01 February, 2013

undifference

My journey with disability has probably not been typical, but at the same time, it's probably just like everyone else's. "It was the best of times, it was the worst of times, it was the age of wisdom, it was the age of foolishness, ... it was the spring of hope, it was the winter of despair, we had everything before us, we had nothing before us, ... ." It's whatever you want it to be.

I'm musing again, of course, about my Missing Extremities. Twenty-five years ago I could still hold a nail with my left hand as I hit it with the hammer in my right. That is how most of the home in which I am presently sitting came to be. Even then, though, there was motor and sensory weakness, but the atrophy was not yet significant. It wasn't really noticeable to those who were not already aware of it.

The vicious circle was whirling though. Because my left was weaker, I used it less and less, and because I used it less and less, it further weakened. As the atrophy advanced, it became increasingly obvious to others, and I was becoming increasingly different. Special. A close colleague who is legally blind knows me from afar by the way my left arm is different.

My disability developed so gradually that I don't think I was ever really aware that I was losing something. That's not to say I wasn't disappointed that there were things I could no longer do that I once enjoyed, but I was already successful in life. If this were to become a stigma of some kind, it wasn't going to be an obstacle in my life. I was unlikely to experience the discrimination or challenges that so many others have confronted.

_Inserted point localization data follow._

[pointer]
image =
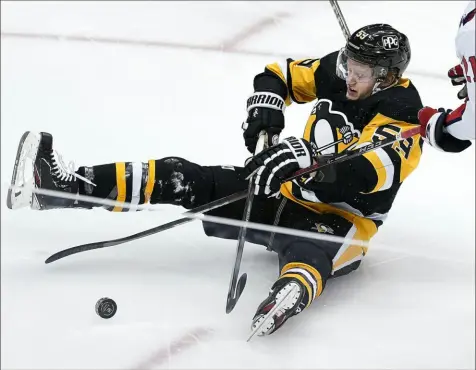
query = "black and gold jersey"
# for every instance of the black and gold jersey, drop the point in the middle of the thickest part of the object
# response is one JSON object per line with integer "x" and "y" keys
{"x": 366, "y": 186}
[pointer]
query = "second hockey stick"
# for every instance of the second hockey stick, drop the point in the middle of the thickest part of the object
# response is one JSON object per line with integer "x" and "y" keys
{"x": 226, "y": 200}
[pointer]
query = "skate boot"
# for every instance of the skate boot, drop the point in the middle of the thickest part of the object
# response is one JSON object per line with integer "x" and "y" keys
{"x": 287, "y": 298}
{"x": 38, "y": 166}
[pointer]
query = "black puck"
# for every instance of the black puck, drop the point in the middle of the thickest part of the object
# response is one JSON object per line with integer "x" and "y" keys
{"x": 106, "y": 308}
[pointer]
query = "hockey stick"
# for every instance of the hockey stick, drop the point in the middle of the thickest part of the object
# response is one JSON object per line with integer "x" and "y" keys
{"x": 236, "y": 288}
{"x": 340, "y": 18}
{"x": 217, "y": 203}
{"x": 109, "y": 243}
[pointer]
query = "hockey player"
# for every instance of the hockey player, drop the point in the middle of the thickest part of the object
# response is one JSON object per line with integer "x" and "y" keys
{"x": 361, "y": 98}
{"x": 451, "y": 131}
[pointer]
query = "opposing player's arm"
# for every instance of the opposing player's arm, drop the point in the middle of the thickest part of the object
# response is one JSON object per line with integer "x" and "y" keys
{"x": 294, "y": 80}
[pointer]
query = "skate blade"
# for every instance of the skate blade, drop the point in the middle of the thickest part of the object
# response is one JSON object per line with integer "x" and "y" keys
{"x": 285, "y": 301}
{"x": 26, "y": 156}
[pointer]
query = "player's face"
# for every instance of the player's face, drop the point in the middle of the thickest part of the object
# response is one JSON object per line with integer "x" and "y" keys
{"x": 360, "y": 81}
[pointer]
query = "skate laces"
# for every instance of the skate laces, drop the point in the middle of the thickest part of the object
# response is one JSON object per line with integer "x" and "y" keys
{"x": 65, "y": 172}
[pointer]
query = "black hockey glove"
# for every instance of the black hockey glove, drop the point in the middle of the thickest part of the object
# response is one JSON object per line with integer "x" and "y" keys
{"x": 265, "y": 112}
{"x": 274, "y": 165}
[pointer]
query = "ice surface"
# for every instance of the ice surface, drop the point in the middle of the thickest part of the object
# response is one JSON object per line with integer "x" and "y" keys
{"x": 410, "y": 305}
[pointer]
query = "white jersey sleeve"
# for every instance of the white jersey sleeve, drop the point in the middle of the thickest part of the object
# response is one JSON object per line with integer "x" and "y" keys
{"x": 463, "y": 122}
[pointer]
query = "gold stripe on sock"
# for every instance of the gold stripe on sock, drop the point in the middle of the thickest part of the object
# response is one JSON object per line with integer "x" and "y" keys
{"x": 150, "y": 181}
{"x": 317, "y": 276}
{"x": 121, "y": 184}
{"x": 305, "y": 283}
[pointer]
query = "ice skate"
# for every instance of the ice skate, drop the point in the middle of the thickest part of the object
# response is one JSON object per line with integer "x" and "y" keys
{"x": 38, "y": 166}
{"x": 285, "y": 299}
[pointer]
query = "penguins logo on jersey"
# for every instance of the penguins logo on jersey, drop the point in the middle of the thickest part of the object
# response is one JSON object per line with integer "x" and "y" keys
{"x": 331, "y": 131}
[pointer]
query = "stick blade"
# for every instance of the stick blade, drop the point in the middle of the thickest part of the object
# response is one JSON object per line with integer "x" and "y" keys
{"x": 240, "y": 286}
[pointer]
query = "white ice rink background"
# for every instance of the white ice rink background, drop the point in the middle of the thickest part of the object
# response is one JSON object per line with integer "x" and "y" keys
{"x": 132, "y": 81}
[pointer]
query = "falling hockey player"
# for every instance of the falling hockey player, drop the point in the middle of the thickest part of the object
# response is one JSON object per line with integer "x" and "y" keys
{"x": 360, "y": 98}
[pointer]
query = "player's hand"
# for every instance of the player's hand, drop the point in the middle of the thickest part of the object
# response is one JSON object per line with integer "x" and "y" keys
{"x": 433, "y": 130}
{"x": 265, "y": 112}
{"x": 274, "y": 165}
{"x": 457, "y": 77}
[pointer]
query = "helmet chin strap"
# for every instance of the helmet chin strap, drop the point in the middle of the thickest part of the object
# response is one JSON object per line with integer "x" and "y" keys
{"x": 377, "y": 84}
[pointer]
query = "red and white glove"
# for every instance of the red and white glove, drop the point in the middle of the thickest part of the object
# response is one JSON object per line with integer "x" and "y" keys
{"x": 456, "y": 74}
{"x": 433, "y": 129}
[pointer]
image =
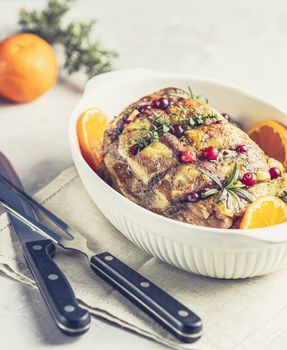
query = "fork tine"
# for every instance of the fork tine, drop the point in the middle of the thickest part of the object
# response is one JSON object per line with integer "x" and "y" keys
{"x": 48, "y": 214}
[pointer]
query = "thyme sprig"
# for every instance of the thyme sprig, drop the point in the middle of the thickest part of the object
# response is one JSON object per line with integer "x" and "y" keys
{"x": 82, "y": 53}
{"x": 232, "y": 192}
{"x": 191, "y": 94}
{"x": 160, "y": 125}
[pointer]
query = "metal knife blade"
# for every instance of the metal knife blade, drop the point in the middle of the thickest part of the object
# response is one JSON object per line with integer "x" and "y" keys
{"x": 55, "y": 289}
{"x": 180, "y": 321}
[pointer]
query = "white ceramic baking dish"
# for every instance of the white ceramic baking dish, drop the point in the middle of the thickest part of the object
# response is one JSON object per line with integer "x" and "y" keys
{"x": 206, "y": 251}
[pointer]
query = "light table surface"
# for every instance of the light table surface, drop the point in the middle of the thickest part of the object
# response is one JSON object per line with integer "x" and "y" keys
{"x": 242, "y": 43}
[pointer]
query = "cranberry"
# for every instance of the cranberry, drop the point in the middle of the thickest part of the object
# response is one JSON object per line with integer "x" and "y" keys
{"x": 249, "y": 179}
{"x": 187, "y": 156}
{"x": 160, "y": 103}
{"x": 133, "y": 150}
{"x": 193, "y": 197}
{"x": 226, "y": 116}
{"x": 274, "y": 173}
{"x": 143, "y": 108}
{"x": 177, "y": 130}
{"x": 210, "y": 153}
{"x": 241, "y": 148}
{"x": 137, "y": 116}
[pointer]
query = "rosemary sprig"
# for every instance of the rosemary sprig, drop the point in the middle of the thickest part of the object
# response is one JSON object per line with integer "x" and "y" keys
{"x": 232, "y": 192}
{"x": 82, "y": 53}
{"x": 191, "y": 94}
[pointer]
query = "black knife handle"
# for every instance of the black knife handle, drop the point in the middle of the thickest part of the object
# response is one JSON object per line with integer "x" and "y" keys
{"x": 55, "y": 288}
{"x": 175, "y": 317}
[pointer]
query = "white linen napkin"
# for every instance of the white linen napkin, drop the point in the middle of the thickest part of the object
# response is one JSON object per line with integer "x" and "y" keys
{"x": 237, "y": 314}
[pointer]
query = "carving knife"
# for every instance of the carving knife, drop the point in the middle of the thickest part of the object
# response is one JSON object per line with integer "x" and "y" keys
{"x": 70, "y": 318}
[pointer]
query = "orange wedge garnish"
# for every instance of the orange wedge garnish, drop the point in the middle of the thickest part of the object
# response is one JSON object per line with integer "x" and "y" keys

Then a couple of months ago, a colleague told a joke that had a one arm aspect to it. It didn't bother me a bit, but he was worried that he had insulted me. In fact, the one arm aspect of the joke had not even registered with me. Subsequent to that, I began to wonder how I would, in fact, feel if I learned that someone, students for example, were making fun of me and my Neglected Left.

Although I hope individuals with disabilities are always treated with respect, I have concluded that this wouldn't bother me. I know who I am. I know what I have achieved. I know what I else I shall have accomplished before I retire in a few years. What these ignoramuses think or say or do is irrelevant to my quality of life. All that will result is that they will have embarrassed themselves, and I shall think less of them.

Yet ... there is something in me wanting to know that I am still all that I once was. A close friend wondered if the more important question is why I might think that I am not, and I have no answer for that. I suppose I am not even certain that I do think that way, but if I do, I'm not sure I want to know. It would suggest that I have somehow let "them" get to me.

Most of those with whom I interact did not know me before I became different - a period to which I sometimes refer as the BeforeTime. They know me only as I am today. Whatever the case may be, if those who are close tell me I am whole (and they do), I shall know it is so, and other than my own, theirs is the only opinion that really matters to me.

Although still a work-in-progress, I'm almost there. I like me. I'm quite content with being different. It's certainly much more interesting than not being different, and I feel for those folks who aren't. How sad it is to be just like everyone else.

In fact, it seems to me that individuals without difference are the ones who are missing something. They're difference challenged. They're so ... well ... undifferent. Nevertheless, I'll try not to patronize them, nor do I want to be indifferent to their undifference. Count on me to do all that I can to be supportive.